Far Right. The government is also concerned these days about the far right, which Pinheiro de Azevedo describes as "ten times more dangerous" than the radical left. Right-wing terrorists recently claimed responsibility for seven bombs that exploded throughout the country one weekend late last month. The Democratic Movement for the Liberation of Portugal (M.D.L.P.), which counts former President Antonio de Spinola among its exiled leaders, claims as many as 40,000 members. One Madrid-based M.D.L.P. leader, Alpoim Calv`ao, has boasted that his liberation army will be marching into Lisbon by Christmas.

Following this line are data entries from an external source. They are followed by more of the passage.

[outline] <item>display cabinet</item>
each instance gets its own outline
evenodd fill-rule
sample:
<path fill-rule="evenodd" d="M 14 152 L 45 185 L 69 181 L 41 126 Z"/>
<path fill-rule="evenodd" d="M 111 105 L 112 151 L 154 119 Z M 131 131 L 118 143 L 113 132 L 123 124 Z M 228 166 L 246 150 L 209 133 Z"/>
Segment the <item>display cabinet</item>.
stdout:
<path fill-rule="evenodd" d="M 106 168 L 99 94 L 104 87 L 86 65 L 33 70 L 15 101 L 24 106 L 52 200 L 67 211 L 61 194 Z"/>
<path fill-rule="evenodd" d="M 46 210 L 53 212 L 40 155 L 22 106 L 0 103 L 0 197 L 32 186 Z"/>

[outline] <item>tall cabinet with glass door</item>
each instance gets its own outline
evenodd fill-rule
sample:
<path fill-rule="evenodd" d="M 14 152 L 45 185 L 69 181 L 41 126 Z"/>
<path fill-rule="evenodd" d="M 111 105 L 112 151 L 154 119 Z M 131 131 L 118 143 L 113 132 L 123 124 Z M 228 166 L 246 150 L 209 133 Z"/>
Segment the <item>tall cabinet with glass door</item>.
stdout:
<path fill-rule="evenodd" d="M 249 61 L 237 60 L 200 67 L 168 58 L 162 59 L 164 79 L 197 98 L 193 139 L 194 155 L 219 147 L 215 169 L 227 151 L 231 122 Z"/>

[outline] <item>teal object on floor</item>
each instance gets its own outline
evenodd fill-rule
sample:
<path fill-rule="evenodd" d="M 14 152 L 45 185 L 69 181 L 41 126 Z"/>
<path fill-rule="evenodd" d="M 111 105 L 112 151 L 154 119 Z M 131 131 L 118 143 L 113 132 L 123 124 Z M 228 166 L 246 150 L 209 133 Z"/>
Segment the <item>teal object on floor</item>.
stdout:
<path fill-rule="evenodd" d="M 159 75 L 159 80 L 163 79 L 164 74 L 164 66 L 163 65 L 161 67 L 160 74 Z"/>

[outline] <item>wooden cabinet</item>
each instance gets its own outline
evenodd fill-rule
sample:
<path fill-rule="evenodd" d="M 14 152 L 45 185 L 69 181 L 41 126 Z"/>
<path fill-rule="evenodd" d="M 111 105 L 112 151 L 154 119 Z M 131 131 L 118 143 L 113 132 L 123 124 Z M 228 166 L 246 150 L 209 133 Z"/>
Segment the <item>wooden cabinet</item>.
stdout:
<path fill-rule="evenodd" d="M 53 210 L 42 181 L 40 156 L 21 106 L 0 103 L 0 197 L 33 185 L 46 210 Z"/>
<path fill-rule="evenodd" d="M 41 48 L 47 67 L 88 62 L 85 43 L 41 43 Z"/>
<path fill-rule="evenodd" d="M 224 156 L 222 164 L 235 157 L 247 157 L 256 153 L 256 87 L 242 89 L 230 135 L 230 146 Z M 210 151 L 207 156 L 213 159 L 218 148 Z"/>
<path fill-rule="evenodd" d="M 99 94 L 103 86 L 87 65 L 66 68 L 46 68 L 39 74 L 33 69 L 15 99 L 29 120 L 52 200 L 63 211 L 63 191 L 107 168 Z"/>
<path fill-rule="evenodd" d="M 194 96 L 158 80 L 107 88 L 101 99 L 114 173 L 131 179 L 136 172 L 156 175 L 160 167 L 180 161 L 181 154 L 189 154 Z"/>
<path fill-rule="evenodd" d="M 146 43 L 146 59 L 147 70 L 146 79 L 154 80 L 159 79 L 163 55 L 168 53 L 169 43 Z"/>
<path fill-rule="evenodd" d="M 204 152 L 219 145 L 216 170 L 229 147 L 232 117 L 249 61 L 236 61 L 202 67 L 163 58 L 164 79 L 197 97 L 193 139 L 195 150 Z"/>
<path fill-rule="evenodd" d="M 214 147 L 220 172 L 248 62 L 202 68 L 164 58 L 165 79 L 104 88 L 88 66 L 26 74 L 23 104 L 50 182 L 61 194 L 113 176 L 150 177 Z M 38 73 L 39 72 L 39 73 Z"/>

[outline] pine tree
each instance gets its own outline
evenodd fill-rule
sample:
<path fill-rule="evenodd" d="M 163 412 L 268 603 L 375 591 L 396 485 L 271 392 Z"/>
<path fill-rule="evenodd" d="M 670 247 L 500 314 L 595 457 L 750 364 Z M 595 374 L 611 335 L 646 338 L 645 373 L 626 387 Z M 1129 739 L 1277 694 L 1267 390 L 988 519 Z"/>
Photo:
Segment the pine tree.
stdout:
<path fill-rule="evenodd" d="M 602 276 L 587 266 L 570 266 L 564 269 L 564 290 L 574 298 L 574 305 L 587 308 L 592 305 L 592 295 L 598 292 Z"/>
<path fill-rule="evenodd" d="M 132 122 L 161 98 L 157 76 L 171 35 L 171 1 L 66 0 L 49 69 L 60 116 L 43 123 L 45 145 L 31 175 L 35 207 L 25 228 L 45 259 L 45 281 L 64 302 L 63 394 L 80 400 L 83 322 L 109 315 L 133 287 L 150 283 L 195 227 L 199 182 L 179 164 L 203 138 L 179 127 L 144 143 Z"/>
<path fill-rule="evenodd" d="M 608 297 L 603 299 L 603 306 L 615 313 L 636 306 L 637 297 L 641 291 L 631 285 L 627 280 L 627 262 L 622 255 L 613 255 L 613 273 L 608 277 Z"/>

Pinheiro de Azevedo (see following story) has responded to the threat of an archy with unexpected firmness. When the admiral was first named Premier, many regarded him simply as the malleable crony of President Francisco da Costa Gomes. He has proved to be, in the words of one Western diplomat, "an old sea dog who occasionally likes to see his orders carried out." Taking advantage of Costa Gomes' recent trip to Moscow, the admiral asserted his temporary one-man rule by clamping down on radical leftist broadcasters and military dissidents (TIME, Oct. 13). When Portugal's radical Security Chief Otelo Saraiva de Carvalho led a leftist mob to the Premier's palace three weeks ago, the admiral handled what might have turned into an on-the-spot coup by simply ordering his aides to "throw the fool out."

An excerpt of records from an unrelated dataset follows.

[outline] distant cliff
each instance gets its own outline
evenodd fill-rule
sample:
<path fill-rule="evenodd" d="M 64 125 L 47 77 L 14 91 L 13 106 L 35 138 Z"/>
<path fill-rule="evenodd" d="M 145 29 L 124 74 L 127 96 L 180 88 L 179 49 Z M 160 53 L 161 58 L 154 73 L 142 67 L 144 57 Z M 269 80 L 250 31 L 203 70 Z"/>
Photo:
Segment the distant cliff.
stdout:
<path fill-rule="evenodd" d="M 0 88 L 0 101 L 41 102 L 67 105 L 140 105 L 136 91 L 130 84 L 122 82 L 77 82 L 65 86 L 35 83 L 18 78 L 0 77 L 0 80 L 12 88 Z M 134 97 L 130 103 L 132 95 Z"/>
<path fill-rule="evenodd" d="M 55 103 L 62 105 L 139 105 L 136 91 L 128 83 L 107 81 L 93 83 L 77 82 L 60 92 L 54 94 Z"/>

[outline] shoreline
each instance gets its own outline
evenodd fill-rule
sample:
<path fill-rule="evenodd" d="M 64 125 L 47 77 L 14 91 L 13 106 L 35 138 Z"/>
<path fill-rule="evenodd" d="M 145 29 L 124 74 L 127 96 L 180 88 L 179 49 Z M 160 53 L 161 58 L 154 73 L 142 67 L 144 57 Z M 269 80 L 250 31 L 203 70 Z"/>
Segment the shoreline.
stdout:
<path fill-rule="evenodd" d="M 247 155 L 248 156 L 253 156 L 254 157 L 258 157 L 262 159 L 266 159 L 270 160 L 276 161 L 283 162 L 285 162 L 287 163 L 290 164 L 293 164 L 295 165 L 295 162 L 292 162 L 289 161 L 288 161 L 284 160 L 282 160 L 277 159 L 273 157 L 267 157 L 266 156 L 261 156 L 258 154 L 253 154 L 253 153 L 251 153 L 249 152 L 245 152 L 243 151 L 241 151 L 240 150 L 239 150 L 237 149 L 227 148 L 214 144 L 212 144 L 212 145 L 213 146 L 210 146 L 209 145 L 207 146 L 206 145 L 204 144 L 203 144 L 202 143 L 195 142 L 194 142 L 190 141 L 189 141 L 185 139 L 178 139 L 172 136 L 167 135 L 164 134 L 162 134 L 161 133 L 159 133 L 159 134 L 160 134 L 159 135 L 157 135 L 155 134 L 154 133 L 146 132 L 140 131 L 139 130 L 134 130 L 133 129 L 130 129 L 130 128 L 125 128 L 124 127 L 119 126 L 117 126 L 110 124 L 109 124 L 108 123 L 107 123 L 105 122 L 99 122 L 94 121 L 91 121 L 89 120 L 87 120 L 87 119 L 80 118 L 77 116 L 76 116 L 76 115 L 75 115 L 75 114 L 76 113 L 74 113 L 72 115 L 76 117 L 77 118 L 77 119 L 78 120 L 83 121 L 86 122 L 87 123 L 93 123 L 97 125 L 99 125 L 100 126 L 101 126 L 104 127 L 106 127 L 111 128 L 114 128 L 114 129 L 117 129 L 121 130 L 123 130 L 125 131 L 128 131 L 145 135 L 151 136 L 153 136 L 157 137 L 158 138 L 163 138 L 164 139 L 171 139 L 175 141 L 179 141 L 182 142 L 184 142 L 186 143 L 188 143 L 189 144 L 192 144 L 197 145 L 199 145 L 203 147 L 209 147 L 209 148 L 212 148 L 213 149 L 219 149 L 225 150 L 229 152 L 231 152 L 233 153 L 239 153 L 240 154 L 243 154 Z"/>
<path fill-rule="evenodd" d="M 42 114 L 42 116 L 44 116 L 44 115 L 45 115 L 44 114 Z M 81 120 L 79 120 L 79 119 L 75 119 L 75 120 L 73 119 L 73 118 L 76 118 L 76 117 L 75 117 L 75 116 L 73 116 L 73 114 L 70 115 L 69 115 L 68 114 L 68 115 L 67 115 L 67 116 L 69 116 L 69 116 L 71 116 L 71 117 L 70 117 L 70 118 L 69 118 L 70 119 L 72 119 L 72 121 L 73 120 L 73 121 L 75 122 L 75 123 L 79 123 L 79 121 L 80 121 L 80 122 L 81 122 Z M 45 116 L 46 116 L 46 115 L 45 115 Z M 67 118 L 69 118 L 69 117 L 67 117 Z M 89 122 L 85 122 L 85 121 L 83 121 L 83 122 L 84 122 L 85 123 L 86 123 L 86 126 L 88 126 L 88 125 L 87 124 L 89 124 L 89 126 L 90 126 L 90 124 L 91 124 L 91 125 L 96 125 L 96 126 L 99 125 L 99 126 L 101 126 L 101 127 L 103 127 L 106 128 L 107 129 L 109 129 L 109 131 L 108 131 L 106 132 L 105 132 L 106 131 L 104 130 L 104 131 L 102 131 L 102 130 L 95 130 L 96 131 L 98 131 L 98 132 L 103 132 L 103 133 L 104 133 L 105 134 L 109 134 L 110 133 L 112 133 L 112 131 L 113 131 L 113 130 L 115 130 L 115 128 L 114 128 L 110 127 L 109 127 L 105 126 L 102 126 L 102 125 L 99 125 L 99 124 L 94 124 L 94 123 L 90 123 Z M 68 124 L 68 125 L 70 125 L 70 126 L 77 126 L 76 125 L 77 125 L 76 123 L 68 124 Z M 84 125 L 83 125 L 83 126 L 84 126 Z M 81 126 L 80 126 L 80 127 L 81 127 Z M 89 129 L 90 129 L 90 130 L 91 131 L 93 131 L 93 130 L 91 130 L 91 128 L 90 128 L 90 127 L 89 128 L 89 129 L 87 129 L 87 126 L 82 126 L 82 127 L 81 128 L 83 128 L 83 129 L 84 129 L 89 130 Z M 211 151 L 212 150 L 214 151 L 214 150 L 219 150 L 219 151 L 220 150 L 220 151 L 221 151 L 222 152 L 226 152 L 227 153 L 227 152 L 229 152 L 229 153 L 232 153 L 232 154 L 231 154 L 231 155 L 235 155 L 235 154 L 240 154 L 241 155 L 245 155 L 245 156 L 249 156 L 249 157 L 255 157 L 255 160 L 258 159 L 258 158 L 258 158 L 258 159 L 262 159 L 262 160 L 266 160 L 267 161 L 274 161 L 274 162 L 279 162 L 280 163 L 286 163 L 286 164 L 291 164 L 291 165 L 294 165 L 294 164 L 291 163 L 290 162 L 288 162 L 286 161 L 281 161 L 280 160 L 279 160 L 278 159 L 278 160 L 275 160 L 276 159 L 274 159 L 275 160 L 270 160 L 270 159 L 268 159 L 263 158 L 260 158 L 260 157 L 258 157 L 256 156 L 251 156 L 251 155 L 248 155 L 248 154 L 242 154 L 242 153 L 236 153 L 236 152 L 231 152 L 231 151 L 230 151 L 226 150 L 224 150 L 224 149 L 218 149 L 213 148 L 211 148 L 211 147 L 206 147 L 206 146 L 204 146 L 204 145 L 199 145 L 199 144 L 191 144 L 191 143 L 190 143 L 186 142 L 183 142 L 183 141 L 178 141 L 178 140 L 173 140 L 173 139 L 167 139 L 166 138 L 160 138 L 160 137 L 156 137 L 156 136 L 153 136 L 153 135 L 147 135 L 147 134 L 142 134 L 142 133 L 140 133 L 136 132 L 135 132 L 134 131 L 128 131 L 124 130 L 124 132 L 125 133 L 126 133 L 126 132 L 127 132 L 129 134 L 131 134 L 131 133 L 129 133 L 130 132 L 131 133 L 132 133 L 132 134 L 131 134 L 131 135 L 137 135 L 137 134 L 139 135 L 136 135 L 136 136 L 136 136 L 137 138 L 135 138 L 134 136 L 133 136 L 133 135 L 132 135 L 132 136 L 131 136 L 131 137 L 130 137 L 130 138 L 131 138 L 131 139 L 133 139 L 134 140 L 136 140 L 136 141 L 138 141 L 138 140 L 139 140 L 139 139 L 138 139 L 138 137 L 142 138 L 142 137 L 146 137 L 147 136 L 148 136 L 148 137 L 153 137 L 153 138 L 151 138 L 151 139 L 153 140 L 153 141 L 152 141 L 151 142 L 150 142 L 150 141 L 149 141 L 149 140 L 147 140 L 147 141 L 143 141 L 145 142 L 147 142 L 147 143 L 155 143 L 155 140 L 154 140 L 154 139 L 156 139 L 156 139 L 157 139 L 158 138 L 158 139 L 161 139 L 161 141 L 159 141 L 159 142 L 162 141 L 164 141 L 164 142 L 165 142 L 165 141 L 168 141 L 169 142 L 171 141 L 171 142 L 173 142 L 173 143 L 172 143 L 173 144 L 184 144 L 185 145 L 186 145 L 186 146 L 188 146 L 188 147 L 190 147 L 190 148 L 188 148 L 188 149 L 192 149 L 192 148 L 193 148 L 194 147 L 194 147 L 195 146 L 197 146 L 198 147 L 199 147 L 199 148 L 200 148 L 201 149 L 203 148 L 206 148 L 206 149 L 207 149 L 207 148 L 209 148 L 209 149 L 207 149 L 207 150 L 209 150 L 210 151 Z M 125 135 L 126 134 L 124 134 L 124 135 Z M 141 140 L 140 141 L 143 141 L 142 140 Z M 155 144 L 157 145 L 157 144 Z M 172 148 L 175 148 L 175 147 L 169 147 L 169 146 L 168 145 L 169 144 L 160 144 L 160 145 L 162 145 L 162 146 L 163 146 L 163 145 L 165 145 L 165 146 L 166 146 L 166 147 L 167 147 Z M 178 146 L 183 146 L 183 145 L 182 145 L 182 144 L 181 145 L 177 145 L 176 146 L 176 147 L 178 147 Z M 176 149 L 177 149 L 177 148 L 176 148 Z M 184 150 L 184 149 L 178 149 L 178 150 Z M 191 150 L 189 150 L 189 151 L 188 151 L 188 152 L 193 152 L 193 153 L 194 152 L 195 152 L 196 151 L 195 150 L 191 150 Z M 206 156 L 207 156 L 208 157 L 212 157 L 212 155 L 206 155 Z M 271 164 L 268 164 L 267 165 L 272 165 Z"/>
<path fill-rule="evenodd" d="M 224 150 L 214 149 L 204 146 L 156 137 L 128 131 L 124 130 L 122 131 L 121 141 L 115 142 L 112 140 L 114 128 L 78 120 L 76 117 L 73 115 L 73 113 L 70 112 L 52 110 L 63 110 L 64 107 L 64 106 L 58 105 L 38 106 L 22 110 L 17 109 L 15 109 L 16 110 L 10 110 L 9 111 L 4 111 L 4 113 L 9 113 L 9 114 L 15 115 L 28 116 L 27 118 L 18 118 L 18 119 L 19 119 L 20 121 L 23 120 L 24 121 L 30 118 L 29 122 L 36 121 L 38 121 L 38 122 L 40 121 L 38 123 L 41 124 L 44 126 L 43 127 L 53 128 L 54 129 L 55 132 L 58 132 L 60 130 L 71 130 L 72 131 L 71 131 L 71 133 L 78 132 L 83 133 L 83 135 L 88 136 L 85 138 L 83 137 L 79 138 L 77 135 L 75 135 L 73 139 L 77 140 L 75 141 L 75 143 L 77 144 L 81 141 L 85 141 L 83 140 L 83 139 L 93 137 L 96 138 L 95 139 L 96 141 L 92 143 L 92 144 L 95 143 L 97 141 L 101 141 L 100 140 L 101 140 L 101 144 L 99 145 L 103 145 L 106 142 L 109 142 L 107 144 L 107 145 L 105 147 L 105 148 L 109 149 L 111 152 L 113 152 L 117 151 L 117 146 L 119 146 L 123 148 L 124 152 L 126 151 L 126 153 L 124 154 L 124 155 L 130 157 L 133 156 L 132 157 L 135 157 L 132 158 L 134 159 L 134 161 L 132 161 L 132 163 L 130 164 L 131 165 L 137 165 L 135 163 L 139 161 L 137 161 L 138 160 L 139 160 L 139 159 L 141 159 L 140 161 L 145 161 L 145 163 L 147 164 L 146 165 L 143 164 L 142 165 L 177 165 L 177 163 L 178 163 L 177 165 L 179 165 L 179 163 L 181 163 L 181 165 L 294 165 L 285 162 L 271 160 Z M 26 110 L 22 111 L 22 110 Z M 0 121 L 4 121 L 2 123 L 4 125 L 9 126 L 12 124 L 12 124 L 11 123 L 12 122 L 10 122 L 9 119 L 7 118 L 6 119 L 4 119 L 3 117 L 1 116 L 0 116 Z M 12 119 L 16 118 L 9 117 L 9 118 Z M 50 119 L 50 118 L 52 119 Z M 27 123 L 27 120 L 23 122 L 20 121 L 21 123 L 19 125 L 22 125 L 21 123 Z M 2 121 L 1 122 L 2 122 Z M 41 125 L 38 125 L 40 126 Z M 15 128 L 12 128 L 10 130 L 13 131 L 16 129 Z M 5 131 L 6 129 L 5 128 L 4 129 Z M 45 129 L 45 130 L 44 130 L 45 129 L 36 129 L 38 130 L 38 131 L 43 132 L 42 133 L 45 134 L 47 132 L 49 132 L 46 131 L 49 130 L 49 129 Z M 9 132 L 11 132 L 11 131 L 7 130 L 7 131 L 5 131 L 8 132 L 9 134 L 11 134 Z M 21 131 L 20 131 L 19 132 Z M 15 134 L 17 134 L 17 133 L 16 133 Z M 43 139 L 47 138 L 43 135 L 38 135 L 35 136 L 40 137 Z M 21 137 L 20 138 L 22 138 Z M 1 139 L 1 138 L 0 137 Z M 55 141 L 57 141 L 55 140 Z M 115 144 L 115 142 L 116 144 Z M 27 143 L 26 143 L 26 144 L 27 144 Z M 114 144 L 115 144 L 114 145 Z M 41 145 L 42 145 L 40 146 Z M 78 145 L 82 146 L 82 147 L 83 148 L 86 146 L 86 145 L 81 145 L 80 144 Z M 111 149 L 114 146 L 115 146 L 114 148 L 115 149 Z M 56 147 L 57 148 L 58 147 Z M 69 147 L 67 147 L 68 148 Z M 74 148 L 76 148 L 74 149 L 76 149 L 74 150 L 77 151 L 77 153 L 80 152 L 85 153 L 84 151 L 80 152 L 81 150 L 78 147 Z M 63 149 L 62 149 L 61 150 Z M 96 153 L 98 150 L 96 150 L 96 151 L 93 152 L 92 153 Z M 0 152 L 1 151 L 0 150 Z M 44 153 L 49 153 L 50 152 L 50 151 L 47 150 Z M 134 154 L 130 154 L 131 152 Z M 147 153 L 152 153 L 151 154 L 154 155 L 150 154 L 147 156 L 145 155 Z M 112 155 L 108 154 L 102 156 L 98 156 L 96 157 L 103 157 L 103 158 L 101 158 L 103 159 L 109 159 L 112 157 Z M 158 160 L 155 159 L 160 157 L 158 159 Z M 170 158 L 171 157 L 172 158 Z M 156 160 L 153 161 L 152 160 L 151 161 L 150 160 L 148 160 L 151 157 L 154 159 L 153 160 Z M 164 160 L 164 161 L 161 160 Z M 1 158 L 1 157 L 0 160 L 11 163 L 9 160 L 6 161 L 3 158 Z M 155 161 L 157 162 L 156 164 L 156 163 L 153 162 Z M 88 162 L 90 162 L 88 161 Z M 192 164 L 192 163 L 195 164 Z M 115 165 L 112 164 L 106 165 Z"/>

Pinheiro de Azevedo, however, lacks an independent political base, and his ability to restore order in Portugal depends largely on the support he receives from a few key figures. Since his return from the U.S.S.R., President Costa Gomes has taken up the admiral's cry of

"Discipline, discipline." But confrontation is not the President's natural style, and he might well jump the admiral's ship if the leftists within the army continue to gain strength. The past 18 months have shown Saraiva de Carvalho's political allegiances to be too mercurial for prediction. Although still within the coalition, the Communists have already begun to temper their support. Yet the Premier apparently can still count on the backing of the very powerful Revolutionary Council of the Armed Forces Movement; at week's end, it reaffirmed "its support of the government in its efforts to resolve the crisis."

Meanwhile, the government was getting promises of more help from outside of Portugal. Last week, the White House announced that it will send to Congress a proposed $55 million emergency aid package for Portugal. Similarly, the nine foreign ministers of the European Economic Community agreed last week to grant Portugal $187 million in longterm, low-interest loans.